Boosting

seongyong·2021년 4월 21일

Adaboost LightGBM XGBoost feature importance

Machine Learning

목록 보기

10/12

학습내용

Adaboost tree

여러 stump를 이용하여 모델을 학습시켜나가는 방법.
stump는 순차적으로 구성되어야 하며 앞의 stump에서의 예측결과를 통해 다음 stump에서의 학습이 이루어짐.

일반 Decision tree와의 차이

모든 tree가 stump 형태임
이전 트리에 영향을 받음
트리의 순서가 중요함3. 트리의 순서가 중요함

알고리즘

Gradient boosting

여러개의 tree 모델을 이용해 잔차를 학습하고 error를 줄여나가는 방식.
회귀과 분류모델에 둘 다 사용가능.

알고리즘
Adaboost와의 차이

잔차를 학습하는 형태
stump가 아닌 더 깊은 tree 모델도 사용가능.

XGboost

GBM에서 파생되어 병렬 학습이 가능하여 학습 시간이 적게 걸린다.
결측값을 수용하며, monotonic constraints를 강제할 수 있음.

from xgboost import XGBClassifier
from sklearn.metrics import f1_score

xgb = XGBClassifier(
    n_estimators = 200,
    random_state = 2,
    n_jobs = -1,
    max_depth = 7,
    learning_rate = 0.2
)

eval_set = [(X_train, y_train),
            (X_test, y_test)]

xgb.fit(X_train, y_train,
        eval_set = eval_set,
        eval_metric = 'error',
        early_stopping_rounds = 50)

y_pred = xgb.predict(X_test)
print('XGBoost f1 score : ', f1_score(y_test, y_pred))

# training, test error 시각화
import matplotlib.pyplot as plt

results = xgb.evals_result()
train_error = results['validation_0']['error']
test_error = results['validation_1']['error']

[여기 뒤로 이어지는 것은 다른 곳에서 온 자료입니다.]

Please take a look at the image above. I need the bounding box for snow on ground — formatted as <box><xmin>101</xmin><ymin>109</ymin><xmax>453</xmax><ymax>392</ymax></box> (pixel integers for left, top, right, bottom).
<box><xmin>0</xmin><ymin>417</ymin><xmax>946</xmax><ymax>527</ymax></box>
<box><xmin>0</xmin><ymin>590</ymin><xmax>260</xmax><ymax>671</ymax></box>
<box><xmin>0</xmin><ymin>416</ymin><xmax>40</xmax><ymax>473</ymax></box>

epoch = range(1, len(train_error)+1)
plt.plot(epoch, train_error, label = 'Train')
plt.plot(epoch, test_error, label = 'Test')
plt.ylabel('Classification Error')
plt.xlabel('Model Complexity (n_estimators)')
plt.legend();

LightGBM

XGBoost의 단점을 보완한 알고리즘으로 학습 시간이 XGBoost에 비해 훨씬 적게걸린다.
결측값을 수용하며, monotonic constraints를 강제할 수 있음.

from lightgbm import LGBMClassifier, plot_importance

lgb = LGBMClassifier(
    n_estimators = 200,
    random_state = 2,
    n_jobs = -1,
    max_depth = 7,
    learning_rate = 0.2
)

eval_set = [(X_train, y_train),
            (X_test, y_test)]

lgb.fit(X_train, y_train,
        eval_set = eval_set,
        eval_metric = 'error',
        early_stopping_rounds = 50)

y_pred = lgb.predict(X_test)
print('LGBM f1 score : ', f1_score(y_test, y_pred))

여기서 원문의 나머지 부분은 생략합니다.